I would assume a receipt would issue as a matter of course (at which point, no need to retain data) , as would certificates of discharge (I assume). I’m not sure about the waivers and exemptions… I would have assumed that that was a seperate process where by you would register your grounds for waiver or exemption and be excluded. (Unless of course data has been disclosed to the LGMA by another department, e.g. DSP, either in bulk or on record by record basis that would allow them to perform look ups to verify eligibility for waivers or exemptions).

So, I’m hard pushed to find a reason for retention longer than 12 months (and I’m basing that on the need to have the data to send a reminder in 11 months time). But the waivers and exemptions bit might give a reason for asking for the PPSN.. but not from everyone, just from those applying for a waiver or an exemption -anything else is still excessive processing for the purposes stated.

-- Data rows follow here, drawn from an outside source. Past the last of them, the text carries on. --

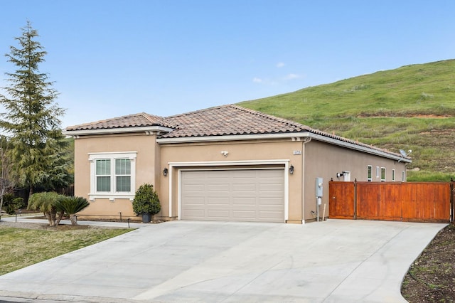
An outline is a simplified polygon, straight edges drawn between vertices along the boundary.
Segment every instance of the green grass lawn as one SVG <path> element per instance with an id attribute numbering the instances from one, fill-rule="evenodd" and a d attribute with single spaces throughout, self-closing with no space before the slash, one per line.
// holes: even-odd
<path id="1" fill-rule="evenodd" d="M 392 152 L 412 149 L 408 181 L 448 181 L 455 178 L 454 70 L 455 60 L 407 65 L 239 105 Z"/>
<path id="2" fill-rule="evenodd" d="M 50 231 L 0 226 L 0 275 L 131 230 L 72 228 Z"/>

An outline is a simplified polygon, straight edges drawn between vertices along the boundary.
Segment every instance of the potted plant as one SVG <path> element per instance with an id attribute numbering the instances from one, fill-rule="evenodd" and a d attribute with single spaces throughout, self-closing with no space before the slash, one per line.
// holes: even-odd
<path id="1" fill-rule="evenodd" d="M 151 221 L 151 216 L 156 215 L 161 210 L 161 205 L 158 194 L 151 184 L 142 184 L 136 191 L 133 201 L 133 211 L 136 216 L 142 216 L 142 222 Z"/>

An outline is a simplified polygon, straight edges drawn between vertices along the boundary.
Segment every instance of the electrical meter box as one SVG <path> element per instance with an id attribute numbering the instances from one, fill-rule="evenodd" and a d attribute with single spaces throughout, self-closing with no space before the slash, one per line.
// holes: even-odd
<path id="1" fill-rule="evenodd" d="M 316 179 L 316 196 L 322 197 L 322 178 L 317 177 Z"/>

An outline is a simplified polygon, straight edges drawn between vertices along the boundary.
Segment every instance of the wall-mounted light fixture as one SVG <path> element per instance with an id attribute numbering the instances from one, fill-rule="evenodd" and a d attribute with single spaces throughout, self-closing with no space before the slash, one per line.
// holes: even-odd
<path id="1" fill-rule="evenodd" d="M 349 171 L 343 171 L 341 173 L 336 173 L 336 177 L 340 178 L 341 176 L 343 176 L 346 174 L 349 174 Z"/>
<path id="2" fill-rule="evenodd" d="M 294 165 L 291 165 L 289 166 L 289 174 L 294 174 Z"/>

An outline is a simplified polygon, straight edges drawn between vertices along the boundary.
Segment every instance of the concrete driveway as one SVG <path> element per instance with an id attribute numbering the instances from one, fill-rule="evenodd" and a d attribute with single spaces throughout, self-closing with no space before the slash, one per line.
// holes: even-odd
<path id="1" fill-rule="evenodd" d="M 348 220 L 149 225 L 0 276 L 0 299 L 405 302 L 404 275 L 444 226 Z"/>

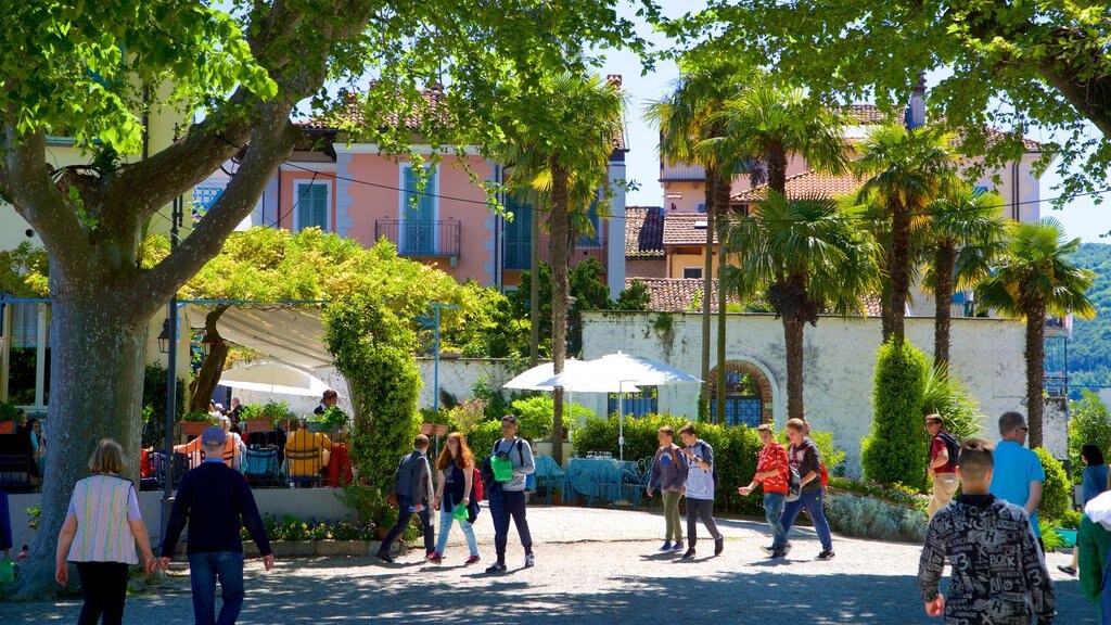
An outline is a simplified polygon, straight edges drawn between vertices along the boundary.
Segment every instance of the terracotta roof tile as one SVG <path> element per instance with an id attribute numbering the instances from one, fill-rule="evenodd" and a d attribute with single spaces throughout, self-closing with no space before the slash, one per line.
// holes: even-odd
<path id="1" fill-rule="evenodd" d="M 694 310 L 692 305 L 702 292 L 701 279 L 697 278 L 625 278 L 625 288 L 632 282 L 643 282 L 651 296 L 649 309 L 679 312 Z M 713 280 L 710 292 L 710 310 L 718 310 L 718 280 Z M 698 310 L 701 310 L 701 306 Z"/>
<path id="2" fill-rule="evenodd" d="M 705 245 L 704 212 L 669 212 L 663 218 L 663 245 Z M 717 242 L 717 235 L 714 242 Z"/>
<path id="3" fill-rule="evenodd" d="M 662 208 L 625 208 L 625 258 L 663 258 Z"/>
<path id="4" fill-rule="evenodd" d="M 863 182 L 857 180 L 857 177 L 852 173 L 829 176 L 810 170 L 788 177 L 787 197 L 790 199 L 812 197 L 837 198 L 848 194 L 855 194 L 862 186 Z M 735 194 L 732 197 L 732 201 L 757 201 L 764 196 L 767 189 L 768 185 L 747 189 L 740 194 Z"/>

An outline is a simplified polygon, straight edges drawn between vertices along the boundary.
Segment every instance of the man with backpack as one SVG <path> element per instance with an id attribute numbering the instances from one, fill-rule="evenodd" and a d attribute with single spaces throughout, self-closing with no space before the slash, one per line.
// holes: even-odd
<path id="1" fill-rule="evenodd" d="M 498 552 L 498 562 L 487 568 L 487 573 L 507 571 L 506 546 L 509 543 L 510 517 L 517 525 L 521 546 L 524 547 L 524 567 L 536 565 L 532 555 L 532 535 L 529 533 L 529 522 L 524 517 L 524 490 L 528 477 L 537 470 L 537 463 L 532 458 L 532 447 L 529 447 L 529 443 L 517 437 L 517 417 L 506 415 L 501 418 L 501 435 L 502 438 L 493 446 L 490 463 L 508 462 L 511 470 L 502 474 L 502 477 L 494 469 L 493 479 L 487 492 L 490 517 L 493 519 L 493 545 Z"/>
<path id="2" fill-rule="evenodd" d="M 648 496 L 660 487 L 663 497 L 663 546 L 661 552 L 683 550 L 683 522 L 679 518 L 679 498 L 683 496 L 687 483 L 687 463 L 679 459 L 679 446 L 674 444 L 675 430 L 665 425 L 655 433 L 660 448 L 652 459 L 652 474 L 648 480 Z M 672 543 L 674 538 L 674 543 Z"/>
<path id="3" fill-rule="evenodd" d="M 930 433 L 930 475 L 933 476 L 933 497 L 925 508 L 928 518 L 953 500 L 961 479 L 957 476 L 957 457 L 961 444 L 945 429 L 941 415 L 925 416 L 925 430 Z"/>
<path id="4" fill-rule="evenodd" d="M 718 482 L 718 470 L 713 466 L 713 447 L 700 440 L 694 424 L 679 428 L 683 442 L 683 457 L 687 459 L 687 553 L 684 558 L 694 557 L 698 544 L 698 519 L 702 518 L 710 536 L 713 536 L 713 555 L 725 548 L 725 537 L 713 520 L 713 488 Z"/>
<path id="5" fill-rule="evenodd" d="M 416 514 L 424 526 L 424 555 L 436 553 L 436 538 L 432 533 L 432 467 L 428 463 L 428 437 L 423 434 L 417 435 L 413 440 L 413 450 L 401 458 L 398 468 L 393 472 L 393 493 L 391 497 L 397 497 L 398 523 L 390 528 L 389 534 L 378 548 L 378 559 L 382 562 L 393 562 L 390 557 L 390 546 L 404 534 L 409 527 L 409 520 Z"/>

Rolling up the Tinfoil Hat

One element of comfort I find in the opacity of the Privacy Statement is that for all the elements it is missing that would add transparency, those that it has place some constraints on current and future uses.

In my last post I pointed out at the only two purposes that they state that data is being processed for are processing payments and sending reminders. When we look at the Retention Period bit we find a few more (issuing receipts, Waivers and Exemptions).

Which means there are a discrete set of stated specific purposes for which this data can be used. And no more.

Therefore, to roll up the tin foil hat a little, fears that the Government might be building a property register on the sly can be allayed by the fact that any such use would not be lawful as it has not been spelled out as a purpose for the data you are providing.